Solo tap artist based in L.A.
I want to devote this year to learning more about the legends of tap, especially those who haven’t been as well documented. You have to know where something began in order to know where to take it. If you don’t have a sense of why it was created at the time—what it meant to tap in the 1920s and ’30s—you can’t understand how to revolutionize it, how to keep it alive. I would love to just sit down with Baby Laurence or Bunny Briggs and find out what stories haven’t been told and what inspired them to dance. How did they find their voice? What made Bunny Bunny? How did Jimmy Slyde develop his slides? Once you start tap dancing, you’re part of a legacy, and knowing that history is just as important as doing the step.
Dancer and assistant artistic director, Koresh Dance Company
It’s always my goal to get stronger physically. I have a small frame, so I’m working up to where girls with a stronger build are—more arm and leg strength—all the time. Recently we worked with Robert Battle, and his choreography is extremely fast. From dancing with him and with Donald Byrd, whose technique is also really athletic, I know that I need to improve my strength in my arms and legs, to be able to fall to the floor and get back up in one second.
Pilates is always good for me, and I also actually have a Total Gym equipment setup in my apartment. Doing both of those things help tremendously. One day it’s your core, the next day feet, the next day arms. Sometimes when you get home, it’s hard to make yourself work out, but I manage. I never tire of dancing, and I want to keep my body technically as good as my brain artistically.
Dancer, Atlanta Ballet
I came all the way from Uruguay to do this. I left everything—my friends, family, and life there—because I want to be a better dancer. Of course I’ll work on technique in class every day; I want to get stronger and build stamina so that my dancing looks effortless. But for me, artistry is about how you feel, about getting the music in your body and just enjoying that. I want to reach the audience with my expression, to take them through the story with me, so that people say, “She really touched me.” I want to make people happy by doing what I love to do.
Principal, Houston Ballet
I’ve been working on consistency—consistency between what I’m able to do in the studio and what I do onstage. I want to add a calmness and clarity while I’m onstage, the kind I feel more in the studio. Every day in the studio you use the mirror to check your alignment and correct yourself. All of a sudden, when that disappears and you add lights, it’s a real challenge; your depth perception and sense of balance change completely. You feel a little less stable. So I’m always trying to close that gap. In order to do that, I think I just need to get out there more and get as much stage experience as possible.

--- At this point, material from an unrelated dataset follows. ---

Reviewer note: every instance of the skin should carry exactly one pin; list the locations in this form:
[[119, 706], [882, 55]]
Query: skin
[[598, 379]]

Soloist, New York City Ballet
When I was rehearsing Robbins’ Dances at a Gathering for the first time, the ballet mistress told me I was looking at the ground a lot. I didn’t realize I was doing it so much. I need to think about opening up onstage and being more generous.
This year I also want to show versatility in my dancing. Our company does so many different kinds of ballets; I’d love to have a little bit of everything in my rep. I don’t want to be typecast. I don’t want to be just strong and forceful, or soft and pretty. I feel like I’m an emotional person and would like to portray that in different styles. You have to be confident to feel free and try things. It’s something that I have to work on. Overall, I want to make sure my body is really strong and that I have power behind my movement.